USDA believes that higher MSP in last six years of rice (increased by 75%) and wheat (raised by40%) led to higher procurement and subsequent releases of stocked grains in the domestic market lowered prices “making Indian supplies more competitive”. On the contrary higher Government purchases led to inflationary pressures in domestic market making exports non-competitive. Furthermore rice was never released or auctioned in the domestic market but supplied only to targeted beneficiaries under PDS (Public Distribution System). State governments are reluctant to lift such additional PDS releases for various reasons.(http://goo.gl/gvo93S).
USDA’s tabulation of data to arrive at $85 billion (table below) as government support to agriculture is out right questionable. It covers -- capital and revenue expenditure on rural development (road, drainages etc.); major and minor irrigation, agro research; financial institutions’ support, export promotion boards, soil and water conservation, forestry/ wild life/animal husbandry etc. These add up to “extra” of $47 billion and do not constitute subsidies to farmers or traders by any stretch of imagination. Financial Express editorial has rightly commented—“how can irrigation distort trade?” Or for that matter how agro –research/soil water conservation manipulate trade?
If intention is to allege or enlarge Indian subsidies in bizarre manner then USDA could have also included “establishment cost” of IMD (India’s Metrological Departments) for weather reporting or warnings, ministries of Food, Agriculture, Commerce, Finance, Customs, all state governments’ departments of Food and Civil Supplies Corporations. There is no end to such wild collation of data to justify a preconceived hypothesis.
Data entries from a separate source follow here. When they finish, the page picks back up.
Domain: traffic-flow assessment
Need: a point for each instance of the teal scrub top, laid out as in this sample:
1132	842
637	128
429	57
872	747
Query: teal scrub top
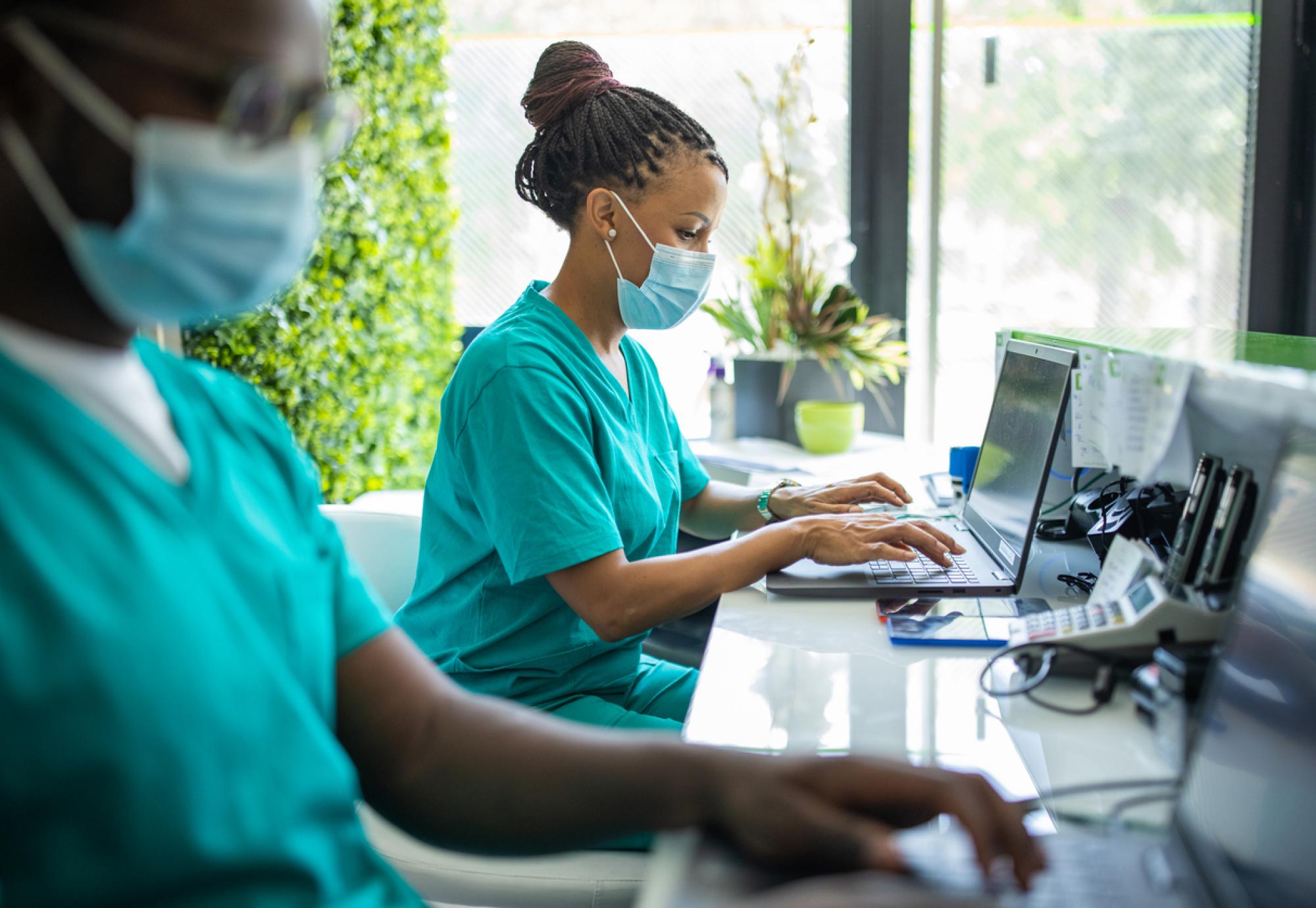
543	463
168	661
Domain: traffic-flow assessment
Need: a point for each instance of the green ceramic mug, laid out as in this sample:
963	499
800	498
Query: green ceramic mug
828	427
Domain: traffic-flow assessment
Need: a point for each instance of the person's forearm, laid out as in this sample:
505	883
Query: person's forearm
494	778
722	510
631	598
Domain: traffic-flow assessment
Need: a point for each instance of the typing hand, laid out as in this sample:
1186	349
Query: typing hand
840	814
857	539
839	498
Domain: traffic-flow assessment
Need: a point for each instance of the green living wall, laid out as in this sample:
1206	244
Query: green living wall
357	353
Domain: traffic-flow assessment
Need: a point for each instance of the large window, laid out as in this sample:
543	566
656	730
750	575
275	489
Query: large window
1086	163
692	52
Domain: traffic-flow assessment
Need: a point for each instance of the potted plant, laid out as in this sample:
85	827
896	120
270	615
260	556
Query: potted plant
802	331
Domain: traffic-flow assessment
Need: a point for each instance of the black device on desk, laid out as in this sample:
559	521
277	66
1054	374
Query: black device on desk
1246	814
1223	548
997	528
1194	526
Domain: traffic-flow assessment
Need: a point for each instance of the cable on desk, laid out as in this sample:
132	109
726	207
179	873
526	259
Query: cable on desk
1139	801
1038	669
1089	788
1082	582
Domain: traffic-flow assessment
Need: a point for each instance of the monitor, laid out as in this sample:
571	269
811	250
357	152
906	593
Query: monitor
1247	813
1017	452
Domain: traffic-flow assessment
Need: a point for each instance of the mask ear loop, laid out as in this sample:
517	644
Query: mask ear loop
634	220
607	244
35	177
81	91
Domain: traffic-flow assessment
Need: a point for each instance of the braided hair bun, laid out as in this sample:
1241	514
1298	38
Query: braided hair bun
568	74
592	131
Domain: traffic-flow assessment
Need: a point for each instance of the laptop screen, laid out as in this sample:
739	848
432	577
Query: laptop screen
1017	451
1248	807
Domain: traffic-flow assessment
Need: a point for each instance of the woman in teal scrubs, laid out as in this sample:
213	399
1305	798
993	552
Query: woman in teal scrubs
561	478
197	688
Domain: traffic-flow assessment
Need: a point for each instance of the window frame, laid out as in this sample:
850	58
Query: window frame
880	160
1281	253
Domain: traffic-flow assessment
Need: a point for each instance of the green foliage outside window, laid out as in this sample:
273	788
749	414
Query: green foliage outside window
359	351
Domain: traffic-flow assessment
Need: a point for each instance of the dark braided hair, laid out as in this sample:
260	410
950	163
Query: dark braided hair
592	131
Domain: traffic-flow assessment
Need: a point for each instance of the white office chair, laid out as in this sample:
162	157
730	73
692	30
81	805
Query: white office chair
386	548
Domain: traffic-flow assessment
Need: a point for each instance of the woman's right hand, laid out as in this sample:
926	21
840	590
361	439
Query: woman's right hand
855	539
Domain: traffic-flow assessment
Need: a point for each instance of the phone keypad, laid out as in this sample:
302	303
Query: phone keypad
1073	620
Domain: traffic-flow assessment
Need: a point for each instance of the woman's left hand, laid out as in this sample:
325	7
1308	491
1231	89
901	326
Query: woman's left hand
838	498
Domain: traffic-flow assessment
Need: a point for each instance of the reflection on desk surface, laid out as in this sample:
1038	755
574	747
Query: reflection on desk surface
796	701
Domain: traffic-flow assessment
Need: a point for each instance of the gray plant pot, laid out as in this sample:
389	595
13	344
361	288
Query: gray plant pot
759	414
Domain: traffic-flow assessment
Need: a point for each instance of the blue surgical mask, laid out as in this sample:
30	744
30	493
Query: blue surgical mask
677	284
216	227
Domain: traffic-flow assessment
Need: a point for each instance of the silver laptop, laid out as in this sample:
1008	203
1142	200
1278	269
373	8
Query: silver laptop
1244	818
997	527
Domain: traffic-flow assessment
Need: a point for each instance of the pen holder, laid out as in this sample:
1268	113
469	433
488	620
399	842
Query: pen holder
964	463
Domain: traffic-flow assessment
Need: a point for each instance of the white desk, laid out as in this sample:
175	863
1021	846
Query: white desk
811	676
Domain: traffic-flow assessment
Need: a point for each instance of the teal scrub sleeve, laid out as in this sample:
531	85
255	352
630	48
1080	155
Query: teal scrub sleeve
359	615
694	478
527	453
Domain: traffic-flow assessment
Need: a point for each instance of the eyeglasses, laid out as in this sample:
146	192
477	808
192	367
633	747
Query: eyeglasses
260	105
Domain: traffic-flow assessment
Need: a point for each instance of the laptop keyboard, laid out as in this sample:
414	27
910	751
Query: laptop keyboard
1084	872
903	573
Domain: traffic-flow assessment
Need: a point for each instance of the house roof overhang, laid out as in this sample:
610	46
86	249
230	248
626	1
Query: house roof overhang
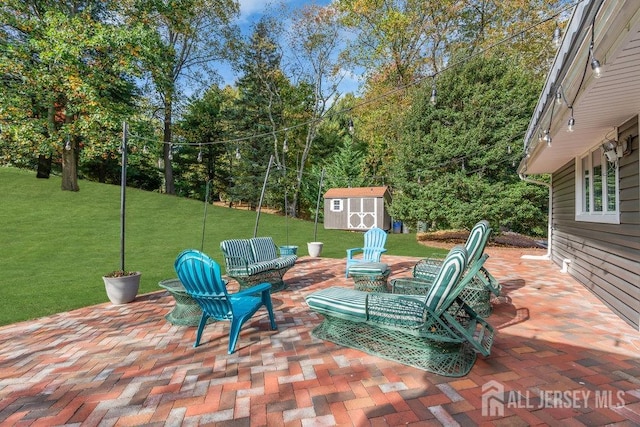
599	105
334	193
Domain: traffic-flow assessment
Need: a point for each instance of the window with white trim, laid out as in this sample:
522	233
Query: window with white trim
597	188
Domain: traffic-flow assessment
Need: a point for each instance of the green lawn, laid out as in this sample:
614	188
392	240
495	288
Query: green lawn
55	245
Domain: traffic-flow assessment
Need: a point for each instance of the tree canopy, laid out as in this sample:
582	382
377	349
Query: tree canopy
72	72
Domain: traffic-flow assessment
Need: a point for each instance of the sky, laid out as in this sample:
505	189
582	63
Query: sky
250	13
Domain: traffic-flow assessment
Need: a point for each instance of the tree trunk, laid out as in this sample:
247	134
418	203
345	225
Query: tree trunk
70	168
44	166
168	168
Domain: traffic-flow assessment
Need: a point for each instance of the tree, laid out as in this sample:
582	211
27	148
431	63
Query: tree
399	40
516	28
191	35
454	164
200	157
314	40
67	69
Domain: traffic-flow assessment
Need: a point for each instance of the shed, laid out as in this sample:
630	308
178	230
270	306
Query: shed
357	208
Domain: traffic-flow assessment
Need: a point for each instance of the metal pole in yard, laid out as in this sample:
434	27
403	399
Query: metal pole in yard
123	187
264	186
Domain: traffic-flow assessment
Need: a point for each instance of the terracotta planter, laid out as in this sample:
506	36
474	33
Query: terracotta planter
288	250
122	290
314	248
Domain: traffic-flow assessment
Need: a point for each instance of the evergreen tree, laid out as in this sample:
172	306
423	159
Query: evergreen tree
456	163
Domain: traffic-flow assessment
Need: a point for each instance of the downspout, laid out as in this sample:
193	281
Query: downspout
547	256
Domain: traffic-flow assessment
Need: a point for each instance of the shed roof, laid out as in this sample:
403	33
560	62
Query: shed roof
334	193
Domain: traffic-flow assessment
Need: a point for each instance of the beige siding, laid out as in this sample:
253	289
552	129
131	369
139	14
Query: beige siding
604	257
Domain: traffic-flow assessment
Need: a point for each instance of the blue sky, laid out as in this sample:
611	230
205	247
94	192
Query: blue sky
250	13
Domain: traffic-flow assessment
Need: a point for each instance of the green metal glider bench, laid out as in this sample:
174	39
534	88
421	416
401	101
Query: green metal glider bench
478	291
416	330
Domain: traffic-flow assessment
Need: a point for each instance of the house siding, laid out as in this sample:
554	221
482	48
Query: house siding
359	207
604	257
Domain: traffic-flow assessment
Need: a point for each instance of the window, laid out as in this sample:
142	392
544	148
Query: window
597	188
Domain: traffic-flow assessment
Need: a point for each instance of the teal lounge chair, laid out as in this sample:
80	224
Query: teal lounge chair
200	276
374	241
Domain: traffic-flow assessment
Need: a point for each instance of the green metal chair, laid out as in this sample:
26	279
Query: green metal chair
416	330
374	241
201	277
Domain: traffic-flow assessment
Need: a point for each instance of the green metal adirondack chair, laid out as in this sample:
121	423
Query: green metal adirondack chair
479	289
201	277
416	330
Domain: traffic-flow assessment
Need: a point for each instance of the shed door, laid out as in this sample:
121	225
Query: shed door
362	213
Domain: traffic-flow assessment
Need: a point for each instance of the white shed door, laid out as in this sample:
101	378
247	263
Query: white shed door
362	213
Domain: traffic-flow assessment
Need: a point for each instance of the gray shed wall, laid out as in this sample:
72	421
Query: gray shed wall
604	257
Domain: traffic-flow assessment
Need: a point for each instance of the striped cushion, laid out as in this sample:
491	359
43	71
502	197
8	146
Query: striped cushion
237	248
344	303
477	240
404	311
255	268
263	249
448	276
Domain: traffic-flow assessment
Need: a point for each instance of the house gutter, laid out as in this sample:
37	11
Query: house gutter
547	256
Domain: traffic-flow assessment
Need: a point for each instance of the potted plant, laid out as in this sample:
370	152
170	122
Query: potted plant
315	248
122	285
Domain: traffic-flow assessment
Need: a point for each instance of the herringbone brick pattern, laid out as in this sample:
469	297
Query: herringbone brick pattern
560	358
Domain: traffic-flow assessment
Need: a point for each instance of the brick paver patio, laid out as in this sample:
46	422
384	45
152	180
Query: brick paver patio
560	358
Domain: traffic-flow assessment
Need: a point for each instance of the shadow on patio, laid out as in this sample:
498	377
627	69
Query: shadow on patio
559	356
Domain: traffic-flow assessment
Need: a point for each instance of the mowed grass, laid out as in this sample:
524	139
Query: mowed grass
55	245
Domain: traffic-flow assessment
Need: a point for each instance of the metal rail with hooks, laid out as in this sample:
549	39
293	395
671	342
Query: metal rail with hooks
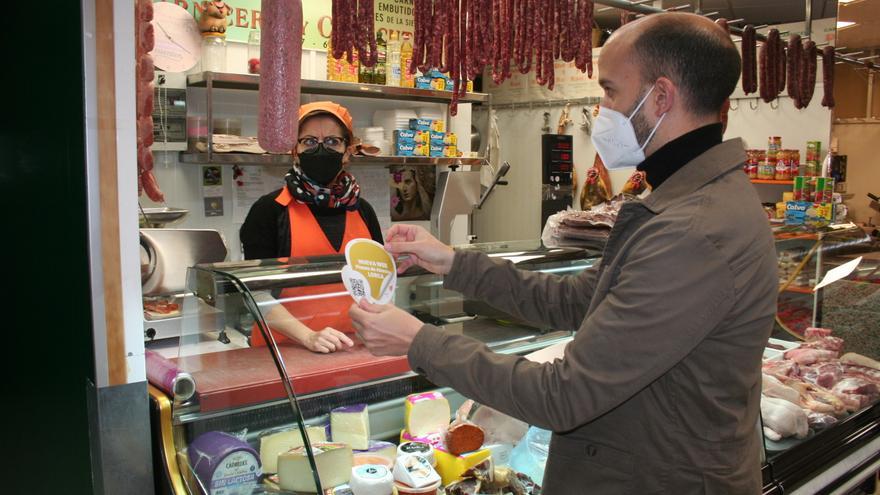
639	7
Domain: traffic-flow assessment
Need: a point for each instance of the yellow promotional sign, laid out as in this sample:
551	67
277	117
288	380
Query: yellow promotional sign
370	273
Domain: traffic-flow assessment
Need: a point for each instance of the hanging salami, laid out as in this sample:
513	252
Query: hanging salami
828	76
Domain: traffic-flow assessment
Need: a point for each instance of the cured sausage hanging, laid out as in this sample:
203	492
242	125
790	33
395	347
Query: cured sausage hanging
795	49
750	60
147	182
352	31
280	54
461	37
828	76
807	79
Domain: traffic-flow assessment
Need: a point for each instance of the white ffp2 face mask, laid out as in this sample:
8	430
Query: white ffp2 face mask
615	137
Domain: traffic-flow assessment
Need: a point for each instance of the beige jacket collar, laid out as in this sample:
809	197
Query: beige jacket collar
714	163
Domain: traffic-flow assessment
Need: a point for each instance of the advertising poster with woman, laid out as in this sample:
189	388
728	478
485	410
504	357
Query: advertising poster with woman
412	192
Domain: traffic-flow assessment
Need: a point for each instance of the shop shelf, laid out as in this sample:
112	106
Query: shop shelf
799	289
774	182
267	159
333	88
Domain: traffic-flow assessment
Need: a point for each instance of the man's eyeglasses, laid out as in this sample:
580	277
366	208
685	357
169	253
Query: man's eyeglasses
332	142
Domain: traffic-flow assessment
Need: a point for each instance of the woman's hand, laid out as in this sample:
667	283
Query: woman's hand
422	248
327	340
386	330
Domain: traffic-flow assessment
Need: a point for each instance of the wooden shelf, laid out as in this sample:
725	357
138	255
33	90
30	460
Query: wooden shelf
333	88
799	289
286	160
774	182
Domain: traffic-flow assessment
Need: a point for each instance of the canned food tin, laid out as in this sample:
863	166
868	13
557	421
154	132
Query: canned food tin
798	189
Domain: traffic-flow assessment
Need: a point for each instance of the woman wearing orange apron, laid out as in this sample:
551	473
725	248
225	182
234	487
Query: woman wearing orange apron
316	213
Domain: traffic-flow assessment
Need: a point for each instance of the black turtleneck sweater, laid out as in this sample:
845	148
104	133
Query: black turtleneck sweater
676	153
266	230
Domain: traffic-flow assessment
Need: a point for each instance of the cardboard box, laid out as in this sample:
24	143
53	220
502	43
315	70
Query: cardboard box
436	150
404	134
420	124
404	148
809	214
423	82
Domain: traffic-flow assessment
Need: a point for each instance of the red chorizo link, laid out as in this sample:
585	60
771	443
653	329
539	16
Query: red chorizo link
749	60
795	50
507	42
808	64
828	76
280	54
765	76
780	65
588	36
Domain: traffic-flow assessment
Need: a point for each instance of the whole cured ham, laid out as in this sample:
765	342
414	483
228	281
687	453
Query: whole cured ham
280	54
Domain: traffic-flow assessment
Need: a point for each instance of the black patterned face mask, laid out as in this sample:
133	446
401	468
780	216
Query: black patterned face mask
344	192
321	164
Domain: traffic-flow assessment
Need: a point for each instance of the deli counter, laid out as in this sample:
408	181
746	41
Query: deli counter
231	396
223	399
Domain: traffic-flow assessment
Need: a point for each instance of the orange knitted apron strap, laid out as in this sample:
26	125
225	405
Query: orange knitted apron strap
319	308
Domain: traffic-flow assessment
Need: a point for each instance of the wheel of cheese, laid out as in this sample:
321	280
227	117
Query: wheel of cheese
371	479
417	448
222	460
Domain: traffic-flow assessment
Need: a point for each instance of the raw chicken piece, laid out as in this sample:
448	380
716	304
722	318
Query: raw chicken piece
783	419
772	387
855	388
823	374
782	368
853	358
816	333
817	398
827	343
820	421
809	356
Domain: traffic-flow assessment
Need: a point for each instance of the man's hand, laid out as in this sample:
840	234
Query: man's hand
386	330
422	248
327	340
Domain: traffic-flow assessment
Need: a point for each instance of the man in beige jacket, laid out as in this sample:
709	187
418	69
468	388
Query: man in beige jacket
659	391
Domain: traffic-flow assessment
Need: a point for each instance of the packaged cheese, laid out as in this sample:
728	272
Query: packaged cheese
333	460
272	444
351	425
426	413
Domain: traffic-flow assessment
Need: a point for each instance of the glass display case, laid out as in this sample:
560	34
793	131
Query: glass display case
237	401
822	357
231	403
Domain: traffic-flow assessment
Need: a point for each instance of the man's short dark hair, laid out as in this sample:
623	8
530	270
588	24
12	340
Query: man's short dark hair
703	64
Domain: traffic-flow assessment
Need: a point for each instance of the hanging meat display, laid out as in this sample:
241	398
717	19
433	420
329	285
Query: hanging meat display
280	54
828	76
144	43
463	36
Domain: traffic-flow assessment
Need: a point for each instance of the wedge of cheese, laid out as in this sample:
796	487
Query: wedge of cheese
334	461
351	425
274	444
426	413
452	467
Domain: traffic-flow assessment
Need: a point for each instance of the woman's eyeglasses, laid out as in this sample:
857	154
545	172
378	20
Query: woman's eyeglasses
332	142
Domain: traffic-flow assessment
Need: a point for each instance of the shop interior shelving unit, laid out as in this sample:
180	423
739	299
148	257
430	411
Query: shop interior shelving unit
249	82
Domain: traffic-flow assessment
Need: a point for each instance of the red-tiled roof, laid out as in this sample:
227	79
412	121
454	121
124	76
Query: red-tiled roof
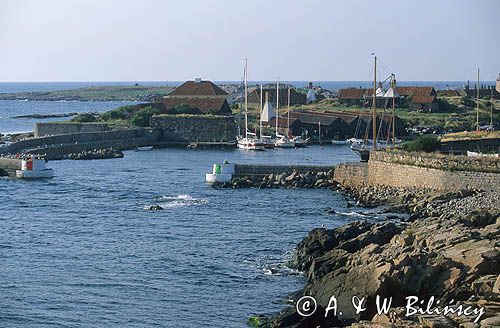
353	93
423	99
194	88
206	105
416	91
448	93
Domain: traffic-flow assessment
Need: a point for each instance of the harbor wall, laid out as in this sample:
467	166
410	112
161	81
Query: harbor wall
351	175
43	129
195	128
438	161
120	139
440	173
257	169
487	145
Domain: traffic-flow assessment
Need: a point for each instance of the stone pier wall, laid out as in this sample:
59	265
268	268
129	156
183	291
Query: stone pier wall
351	175
195	128
120	139
43	129
256	169
402	170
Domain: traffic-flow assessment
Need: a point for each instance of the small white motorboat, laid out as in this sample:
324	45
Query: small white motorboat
144	148
299	142
284	142
340	142
34	167
220	173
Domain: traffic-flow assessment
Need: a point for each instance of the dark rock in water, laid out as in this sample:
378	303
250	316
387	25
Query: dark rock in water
154	208
329	211
96	154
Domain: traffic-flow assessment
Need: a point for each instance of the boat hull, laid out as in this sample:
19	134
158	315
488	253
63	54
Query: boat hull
217	178
38	174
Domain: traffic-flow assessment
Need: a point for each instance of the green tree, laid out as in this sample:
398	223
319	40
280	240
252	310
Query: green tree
467	101
142	116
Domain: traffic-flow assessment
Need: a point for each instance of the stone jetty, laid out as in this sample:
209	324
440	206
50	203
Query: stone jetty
291	179
280	176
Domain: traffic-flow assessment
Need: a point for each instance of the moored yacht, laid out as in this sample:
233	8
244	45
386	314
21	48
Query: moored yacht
249	141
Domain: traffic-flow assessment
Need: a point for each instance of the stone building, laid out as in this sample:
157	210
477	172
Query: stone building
202	95
198	89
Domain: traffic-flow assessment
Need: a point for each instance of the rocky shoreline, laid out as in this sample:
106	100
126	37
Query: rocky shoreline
292	179
448	248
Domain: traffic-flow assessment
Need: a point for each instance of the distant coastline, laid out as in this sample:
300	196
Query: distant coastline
146	91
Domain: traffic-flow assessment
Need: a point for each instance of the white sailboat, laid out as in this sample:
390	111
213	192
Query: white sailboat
266	114
363	148
249	141
283	141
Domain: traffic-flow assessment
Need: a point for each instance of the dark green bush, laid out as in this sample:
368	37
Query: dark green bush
467	101
142	116
84	117
120	113
184	109
426	143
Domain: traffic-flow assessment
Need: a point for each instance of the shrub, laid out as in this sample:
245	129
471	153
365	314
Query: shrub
426	143
184	109
467	101
142	116
84	117
120	113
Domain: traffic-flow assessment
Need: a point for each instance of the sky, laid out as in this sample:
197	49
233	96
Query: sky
313	40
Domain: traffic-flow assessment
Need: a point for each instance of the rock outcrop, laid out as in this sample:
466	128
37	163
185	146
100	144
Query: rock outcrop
448	249
291	179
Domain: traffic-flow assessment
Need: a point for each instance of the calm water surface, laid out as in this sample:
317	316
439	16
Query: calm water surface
81	250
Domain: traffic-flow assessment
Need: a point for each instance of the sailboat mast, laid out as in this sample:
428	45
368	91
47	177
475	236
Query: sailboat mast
393	82
277	103
260	116
288	118
491	108
374	110
477	102
246	99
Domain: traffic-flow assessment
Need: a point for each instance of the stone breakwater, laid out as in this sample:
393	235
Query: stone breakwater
94	154
290	179
447	249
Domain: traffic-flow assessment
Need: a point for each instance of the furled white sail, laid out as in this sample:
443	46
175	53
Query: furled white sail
311	97
391	93
267	112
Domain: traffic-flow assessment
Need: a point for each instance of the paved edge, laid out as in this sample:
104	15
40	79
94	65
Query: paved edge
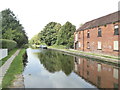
89	56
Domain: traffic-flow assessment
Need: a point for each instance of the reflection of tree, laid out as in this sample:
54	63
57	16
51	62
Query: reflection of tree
54	61
25	61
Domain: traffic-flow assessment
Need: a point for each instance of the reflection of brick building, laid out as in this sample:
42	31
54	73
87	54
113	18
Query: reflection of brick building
99	35
99	74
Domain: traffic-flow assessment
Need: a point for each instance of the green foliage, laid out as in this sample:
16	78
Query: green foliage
55	34
65	35
35	40
12	71
9	44
12	29
49	34
55	61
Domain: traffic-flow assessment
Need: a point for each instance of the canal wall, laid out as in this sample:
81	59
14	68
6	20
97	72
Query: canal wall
3	53
109	60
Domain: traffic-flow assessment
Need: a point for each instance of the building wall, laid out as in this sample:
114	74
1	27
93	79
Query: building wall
107	40
99	74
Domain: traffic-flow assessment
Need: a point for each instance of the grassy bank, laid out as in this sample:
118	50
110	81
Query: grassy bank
85	53
10	53
16	68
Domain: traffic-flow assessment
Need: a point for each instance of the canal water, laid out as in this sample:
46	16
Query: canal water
53	69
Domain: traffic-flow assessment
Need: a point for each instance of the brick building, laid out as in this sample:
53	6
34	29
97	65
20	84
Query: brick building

Reasonable calculations of support can include funding for FCI, fertilizer, power and state bonuses. This amounts to $(85-47)=$38 billion for or Rs.2,20,000 crores-- about 13% of Agro GDP of $284 billion and certainly not 29% projected by USDA. (See amended table). Gulati-Huda study on Indian agricultural subsidies around 10% is vindicated.
USDA inaccurately comments that wheat exports by the government are “at prices below acquisition and transport costs”. Government (FCI) initiated action on wheat from 2012 onwards only. Both Government and privates are competing for contracting. In 2012-13 shipments were about 6.5 mts—of which 3.5 mtsare from open market and balance from FCI. Average fob realisation in 2012-13 is $310/mt fob.
“Acquisition” cost of FCI includes local taxes while grains are purchased on MSP (Minimum Support Price). Extant government policy is that taxes are not exportable. Local taxes are reimbursed to private exporters also. FCI cannot burden exports with local taxes too. Taking 2012-13 MSP/mt of Rs 12850 + shortest route as per railway freight calculator ( http://goo.gl/o0rdcm) from Indore-Madhya Pradesh to Kandla port (Gandhidham station) of Rs 990/mt + port handling Rs 500/mt, total cost is Rs 14340/mt. At $/Rs= Rs 54.40 in 2012-13, export price is $264/mt fob, while FCI realised about $310/mt fob. USDA has again erred. Private trade too could make wheat shipments at almost matching prices discovered through FCI/PSUs tenders when overseas market scaled at peak and not, when values have bottomed out, as is the case now.
Export of cotton, soymeal, guargum, corn, buffalo meat and “other products” like tea, coffee, spices are totally market driven and pushed by private initiatives. Currently, there is a sharp decline in wheat, corn, soymeal, cotton, sugar export. Had there been any effective Government support, situation may have been different.
Brazil’s exports about 20 mts corn, 29mts sugar, 38mts soybean; 15 mts of soymeal while India’s export is 4mts corn, 1.5-2 mts sugar, nil for soybean; 4mts soymeal. India’s lead in percentage growth projected by USDA gives a distorted picture when compared in absolute terms.
This report definitely needs substantive correction in picking up relevant data, its tabulation and conclusions.